Before developing new standards or frameworks, have a look around to see if there is already something fitting your needs, or that could do so with just a few tweaks. There are plenty of quality open source tools out there that are just flexible enough to fit in your own workflows.

• Include broad and diverse audiences in the development of your project.

This is key to get feedback, but also to make sure you have many different use-cases in mind. Build a healthy community around your project. They will provide the context you need to iterate on your project, besides ensuring a certain degree of transparency and accountability as well.

• Be simple.

Complexity hinders adoption, so data standards should be as simple to use as possible. You need to balance between simplicity and ease of usage to standardise all different concepts people might want to use.

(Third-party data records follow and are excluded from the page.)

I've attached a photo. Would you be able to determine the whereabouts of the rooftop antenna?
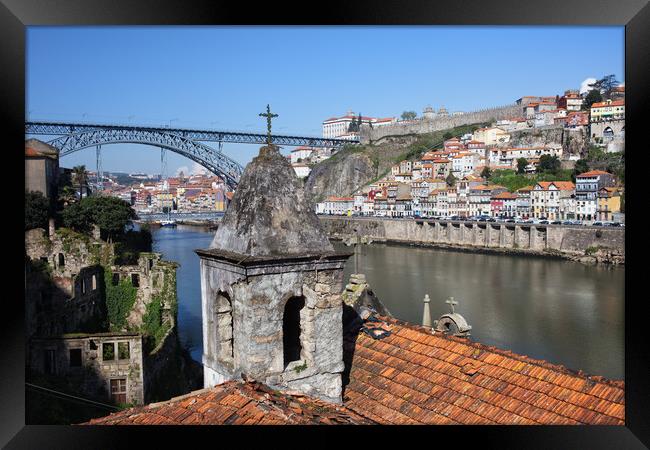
[445,297,458,314]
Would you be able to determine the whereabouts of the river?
[153,225,625,379]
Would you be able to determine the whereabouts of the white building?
[488,146,562,167]
[316,197,354,216]
[291,163,311,178]
[323,111,397,139]
[451,152,479,178]
[289,146,314,164]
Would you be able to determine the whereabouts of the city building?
[323,111,397,139]
[472,127,510,146]
[530,181,575,220]
[575,170,615,220]
[25,139,59,199]
[596,186,621,222]
[557,90,584,111]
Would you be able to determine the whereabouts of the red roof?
[82,316,625,425]
[591,100,625,109]
[84,381,371,425]
[343,317,625,425]
[576,170,609,178]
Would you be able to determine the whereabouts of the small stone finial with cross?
[445,297,458,314]
[259,104,278,145]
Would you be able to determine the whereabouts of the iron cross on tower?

In an ideal world, everything would follow the same standard. We would describe the semantics of the data, what a person's name is, what a location is, and what relationships there are between the data (for example, a ‘city’ belongs to a ‘state’ which belongs to a ‘country’). This would facilitate different datasets being interoperable. But at the same time, this would increase the complexity of using the standard, which in turn reduces their usage.

To end with an analogy, the CSV format was a great model for us. Even though it has issues, and there are other data exchange formats technically much better than it, CSV is still one of the most used formats. We believe that's because of its simplicity. That's what we strive to achieve with Frictionless Data. With Frictionless Data we have decided to describe the minimum needed to understand a dataset, like who the authors are, its description, its licence, a data dictionary, etc. When there is a need to standardise other concepts, you can extend the standards by adding the specifics of your data.